Sundown with Assassin’s Eyes

I have been listening to a replay of “The 50 Essential Tracks” of Canadian popular music on the CBC lately.  This is a program from last spring which they are running again due to the lock-out.  Note about the link: the Canadian edition is further down the page. 

I disagree with a fair number of songs on the list, and especially “The Hockey Song” by Stompin’ Tom Conners, which is something like #13. Novelty songs do not belong on “Top 50” lists. They belong on juke-boxes in run-down restaurants in small northern Ontario towns.

I like “Four Strong Winds”– it’s a great song– but not quite enough to justify a listing in the top 15. It’s straining under the weight of that kind of honorific.

I liked seeing “Echo Beach” up there, along with “The Weight” (both of which should have been higher).

Yesterday, Gordon Lightfoot’s “Sundown” came in somewhere in the top 20. Here are some of the lyrics:

I can see her lying back in her satin dress
In a room where yah do what yah don’t confess
Sundown, you better take care
If I find you’ve been creeping ’round my back stairs

and

I can see her lookin’ fast in her faded jeans
She’s a hard-lovin’ woman got me feelin’ mean

And then he warns her again to stay away from his back stairs and his porch and his Juno awards.

Does this belong in anyone’s top 25? How exactly do you look “fast” in your faded jeans?

I think I understand what happens to the career of a singer-songwriter. You start out trying to write the best damn songs you can, about real people you know, and real experiences you had, and you strive to say something fresh and original. So Gordon Lightfoot writes five or six genuinely interesting outstanding songs (“Early Morning Rain”, “Sit Down, Young Stranger”, “Whispers of the North”, and “That’s What You Get for Lovin’ Me”) and a dozen or so pretty good songs. And then…
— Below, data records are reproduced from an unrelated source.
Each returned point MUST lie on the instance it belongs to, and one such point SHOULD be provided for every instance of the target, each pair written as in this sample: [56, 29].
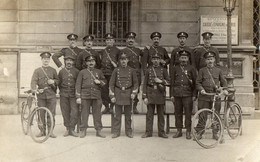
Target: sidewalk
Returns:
[15, 146]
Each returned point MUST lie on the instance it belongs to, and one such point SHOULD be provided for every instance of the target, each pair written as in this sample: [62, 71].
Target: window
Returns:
[106, 16]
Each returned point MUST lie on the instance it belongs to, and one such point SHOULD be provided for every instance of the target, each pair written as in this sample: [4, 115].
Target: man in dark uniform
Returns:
[209, 80]
[175, 55]
[68, 105]
[134, 56]
[123, 89]
[46, 79]
[183, 92]
[88, 94]
[88, 42]
[155, 49]
[71, 50]
[199, 52]
[156, 78]
[109, 58]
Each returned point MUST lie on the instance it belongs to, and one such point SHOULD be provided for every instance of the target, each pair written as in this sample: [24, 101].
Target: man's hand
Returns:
[78, 101]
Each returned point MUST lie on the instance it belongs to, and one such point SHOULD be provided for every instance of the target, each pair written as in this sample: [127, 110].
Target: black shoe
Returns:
[146, 135]
[163, 135]
[98, 134]
[188, 136]
[178, 134]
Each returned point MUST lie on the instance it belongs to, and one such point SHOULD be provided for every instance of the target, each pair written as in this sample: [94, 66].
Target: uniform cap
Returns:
[207, 35]
[131, 35]
[182, 34]
[156, 34]
[209, 54]
[72, 37]
[88, 37]
[45, 54]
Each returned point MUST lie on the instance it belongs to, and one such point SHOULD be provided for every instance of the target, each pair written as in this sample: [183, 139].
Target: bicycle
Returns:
[208, 127]
[34, 118]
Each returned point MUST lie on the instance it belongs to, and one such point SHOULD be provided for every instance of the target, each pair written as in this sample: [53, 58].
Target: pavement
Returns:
[15, 146]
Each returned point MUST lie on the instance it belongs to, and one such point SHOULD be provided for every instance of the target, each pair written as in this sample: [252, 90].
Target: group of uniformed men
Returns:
[112, 77]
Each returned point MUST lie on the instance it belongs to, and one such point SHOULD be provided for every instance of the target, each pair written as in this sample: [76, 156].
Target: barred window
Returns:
[108, 16]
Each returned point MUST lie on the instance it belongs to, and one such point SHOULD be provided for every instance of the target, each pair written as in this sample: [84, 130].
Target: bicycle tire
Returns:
[25, 115]
[37, 125]
[234, 120]
[211, 120]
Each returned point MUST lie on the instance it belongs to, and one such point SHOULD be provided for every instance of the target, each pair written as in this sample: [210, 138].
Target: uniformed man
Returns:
[46, 79]
[156, 49]
[88, 42]
[68, 105]
[109, 58]
[88, 93]
[123, 89]
[71, 50]
[134, 56]
[175, 55]
[156, 78]
[209, 80]
[199, 52]
[183, 92]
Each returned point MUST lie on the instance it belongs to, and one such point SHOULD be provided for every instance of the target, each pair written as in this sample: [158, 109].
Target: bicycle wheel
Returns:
[204, 123]
[234, 120]
[25, 114]
[41, 124]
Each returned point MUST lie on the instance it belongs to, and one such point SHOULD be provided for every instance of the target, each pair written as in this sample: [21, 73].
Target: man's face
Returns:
[156, 41]
[88, 43]
[68, 63]
[182, 40]
[130, 41]
[210, 61]
[183, 60]
[110, 42]
[91, 63]
[73, 43]
[45, 61]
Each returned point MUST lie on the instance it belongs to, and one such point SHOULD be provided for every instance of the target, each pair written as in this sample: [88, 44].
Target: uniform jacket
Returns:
[67, 78]
[151, 90]
[85, 85]
[199, 56]
[65, 52]
[41, 80]
[204, 81]
[152, 51]
[106, 65]
[80, 61]
[183, 82]
[122, 84]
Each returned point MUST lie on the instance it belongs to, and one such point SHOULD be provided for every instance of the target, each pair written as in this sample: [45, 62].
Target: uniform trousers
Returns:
[150, 116]
[180, 104]
[96, 105]
[51, 105]
[69, 110]
[118, 116]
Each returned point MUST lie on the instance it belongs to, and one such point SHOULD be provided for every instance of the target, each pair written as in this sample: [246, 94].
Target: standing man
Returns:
[109, 57]
[71, 50]
[88, 42]
[123, 89]
[183, 92]
[134, 58]
[68, 105]
[175, 55]
[209, 80]
[156, 49]
[156, 78]
[199, 52]
[88, 94]
[46, 79]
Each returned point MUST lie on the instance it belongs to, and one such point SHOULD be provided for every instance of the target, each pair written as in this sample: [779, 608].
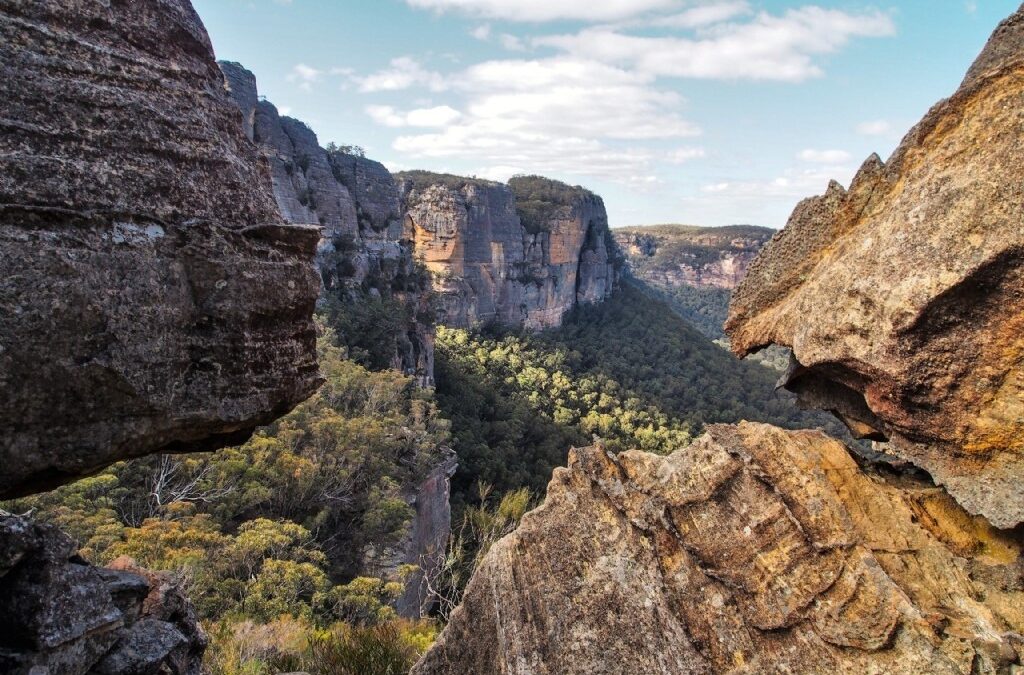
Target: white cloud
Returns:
[704, 15]
[304, 75]
[511, 42]
[402, 74]
[556, 116]
[547, 10]
[683, 155]
[875, 128]
[768, 47]
[825, 156]
[439, 116]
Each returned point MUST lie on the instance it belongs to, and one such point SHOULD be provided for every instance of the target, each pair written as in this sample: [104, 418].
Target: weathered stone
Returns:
[426, 545]
[489, 267]
[148, 647]
[59, 615]
[902, 298]
[755, 550]
[152, 298]
[669, 256]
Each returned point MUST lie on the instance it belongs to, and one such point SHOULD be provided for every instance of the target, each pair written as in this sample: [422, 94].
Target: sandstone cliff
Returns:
[363, 256]
[522, 254]
[687, 255]
[902, 298]
[758, 550]
[152, 299]
[754, 550]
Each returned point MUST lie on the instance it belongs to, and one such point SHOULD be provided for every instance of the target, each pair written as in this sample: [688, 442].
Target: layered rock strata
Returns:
[363, 253]
[61, 616]
[669, 256]
[758, 550]
[755, 550]
[902, 297]
[152, 297]
[495, 262]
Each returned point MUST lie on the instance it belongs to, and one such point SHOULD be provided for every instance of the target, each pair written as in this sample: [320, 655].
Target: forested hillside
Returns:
[629, 371]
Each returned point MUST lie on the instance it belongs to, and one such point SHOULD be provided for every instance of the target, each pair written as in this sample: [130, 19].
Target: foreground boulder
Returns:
[902, 298]
[60, 616]
[152, 297]
[754, 550]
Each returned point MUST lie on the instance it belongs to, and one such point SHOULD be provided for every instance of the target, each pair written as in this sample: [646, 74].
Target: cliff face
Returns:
[488, 265]
[669, 256]
[914, 280]
[152, 299]
[762, 550]
[754, 550]
[363, 255]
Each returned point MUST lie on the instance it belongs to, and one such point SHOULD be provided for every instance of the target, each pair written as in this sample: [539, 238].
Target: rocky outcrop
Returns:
[758, 550]
[363, 255]
[902, 298]
[669, 256]
[59, 615]
[152, 297]
[522, 254]
[426, 545]
[755, 550]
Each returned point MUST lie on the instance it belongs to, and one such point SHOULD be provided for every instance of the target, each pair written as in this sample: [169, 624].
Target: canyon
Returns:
[762, 550]
[669, 256]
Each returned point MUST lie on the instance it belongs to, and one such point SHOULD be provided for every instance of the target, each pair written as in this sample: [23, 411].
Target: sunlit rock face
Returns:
[153, 298]
[363, 253]
[495, 262]
[902, 298]
[754, 550]
[759, 550]
[669, 256]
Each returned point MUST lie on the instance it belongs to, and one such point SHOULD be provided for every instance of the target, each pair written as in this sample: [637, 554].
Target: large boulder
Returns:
[902, 298]
[152, 297]
[755, 550]
[59, 615]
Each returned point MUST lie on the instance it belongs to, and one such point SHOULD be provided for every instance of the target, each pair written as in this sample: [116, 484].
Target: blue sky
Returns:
[706, 112]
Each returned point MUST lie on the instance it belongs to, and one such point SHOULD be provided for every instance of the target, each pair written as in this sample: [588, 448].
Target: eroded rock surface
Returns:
[669, 256]
[755, 550]
[60, 616]
[496, 261]
[363, 255]
[902, 298]
[152, 298]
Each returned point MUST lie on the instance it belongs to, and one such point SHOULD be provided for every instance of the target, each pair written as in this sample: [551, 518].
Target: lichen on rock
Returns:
[902, 298]
[754, 550]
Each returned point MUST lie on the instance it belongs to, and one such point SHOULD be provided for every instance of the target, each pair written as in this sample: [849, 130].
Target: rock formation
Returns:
[758, 550]
[153, 299]
[902, 298]
[363, 253]
[755, 550]
[522, 254]
[668, 256]
[60, 616]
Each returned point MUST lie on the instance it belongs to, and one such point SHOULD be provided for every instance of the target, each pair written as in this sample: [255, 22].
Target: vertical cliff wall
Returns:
[152, 299]
[522, 254]
[685, 255]
[758, 550]
[363, 256]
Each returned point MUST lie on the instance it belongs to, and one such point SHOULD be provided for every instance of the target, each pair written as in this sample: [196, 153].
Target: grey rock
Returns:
[152, 297]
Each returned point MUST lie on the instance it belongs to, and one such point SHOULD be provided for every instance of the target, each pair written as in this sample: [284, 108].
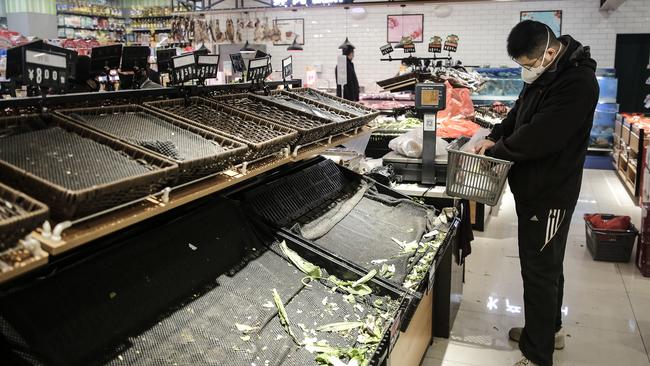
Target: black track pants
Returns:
[542, 238]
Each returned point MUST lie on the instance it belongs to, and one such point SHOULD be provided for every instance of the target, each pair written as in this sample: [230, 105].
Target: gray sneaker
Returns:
[515, 335]
[525, 362]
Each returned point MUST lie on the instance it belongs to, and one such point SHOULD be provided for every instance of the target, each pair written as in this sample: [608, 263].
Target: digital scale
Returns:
[429, 99]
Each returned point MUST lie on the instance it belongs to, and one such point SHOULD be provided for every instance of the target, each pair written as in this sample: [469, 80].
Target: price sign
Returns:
[183, 68]
[409, 48]
[258, 69]
[435, 44]
[45, 68]
[451, 44]
[386, 49]
[207, 66]
[287, 68]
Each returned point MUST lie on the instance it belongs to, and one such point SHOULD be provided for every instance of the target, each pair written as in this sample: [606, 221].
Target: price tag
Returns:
[435, 44]
[207, 66]
[45, 68]
[183, 68]
[287, 68]
[409, 48]
[258, 69]
[386, 49]
[451, 44]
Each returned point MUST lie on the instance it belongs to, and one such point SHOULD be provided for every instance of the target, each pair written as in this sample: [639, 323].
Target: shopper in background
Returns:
[546, 135]
[351, 88]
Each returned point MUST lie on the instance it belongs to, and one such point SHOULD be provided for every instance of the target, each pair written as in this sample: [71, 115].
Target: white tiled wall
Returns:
[482, 28]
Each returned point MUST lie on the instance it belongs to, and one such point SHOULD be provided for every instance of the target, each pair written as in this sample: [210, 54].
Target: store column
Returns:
[32, 17]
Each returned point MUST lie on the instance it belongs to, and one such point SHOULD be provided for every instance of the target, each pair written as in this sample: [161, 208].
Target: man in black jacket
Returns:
[351, 88]
[546, 136]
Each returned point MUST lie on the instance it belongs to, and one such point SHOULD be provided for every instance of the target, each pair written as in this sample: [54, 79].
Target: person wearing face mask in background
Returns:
[546, 135]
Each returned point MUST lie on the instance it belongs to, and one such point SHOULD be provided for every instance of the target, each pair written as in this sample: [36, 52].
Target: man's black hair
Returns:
[528, 38]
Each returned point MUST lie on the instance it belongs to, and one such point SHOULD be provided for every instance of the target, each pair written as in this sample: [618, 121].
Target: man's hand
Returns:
[483, 145]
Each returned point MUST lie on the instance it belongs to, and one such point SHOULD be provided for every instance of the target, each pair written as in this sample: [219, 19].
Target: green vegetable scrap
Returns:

Then you become successful and famous. Everyone tells you you are great songwriter. And it’s time for some new material. And you’re strumming around on your guitar and you come up with a little riff and the word “Sundown” comes into your mind and you make it a chorus and then you add a few aimless verses and your producer adds some background instrumentation and vocals and presto, another hit.

Does Gordon Lightfoot actually know any “hard-lovin’ ” women who wear satin dresses and creep around his back stairs?  I’ll bet he doesn’t.  (Actually, he does– sort of: the song is allegedly about Cathy Smith, infamous for helping John Belushi leave this world.  Look it up.  I would offer that this does not remedy the use of cliché or the essential hypocrisy of the song: condemning a woman for her morals after sleeping with her. )

(I’ll bet he also had no intention of slipping away on that “endless highway” either.)

And what exactly does “hard-lovin'” mean? That she makes him pay up front?

This is the same woman The Guess Who ran into back in 1970:

Don’t you start coming around my door
Don’t want to see your shadow no more…

Come to think of it– this woman probably moved on to Malibu where she ended up at party with Bob Dylan:

There’s a woman on my lap, and she’s drinking champagne
She’s got white skin and assassin’s eyes

Yes Bob:  a “hard-lovin'” woman.

Bizarrely… Nana Mouskouri recorded a French language version of the song.


Update: 2014-08-19

Here’s what Gordy himself has
to say about the inspiration
for Sundown (>From Reddit, August 22, 2014:)
:

Well, I had this girlfriend one time, and I was at home working, at my
desk, working at my songwriting which I had been doing all week since I was on a roll, and my girlfriend was somewhere drinking, drinking somewhere. So I was hoping that no one else would get their hands on her, because she was pretty good lookin’! And that’s how I wrote the song “Sundown,” and as a matter of fact, it was written just *around* Sundown, just as the sun was setting, behind the farm I had rented to use as a place to write the album.

But that is not what the song is about at all.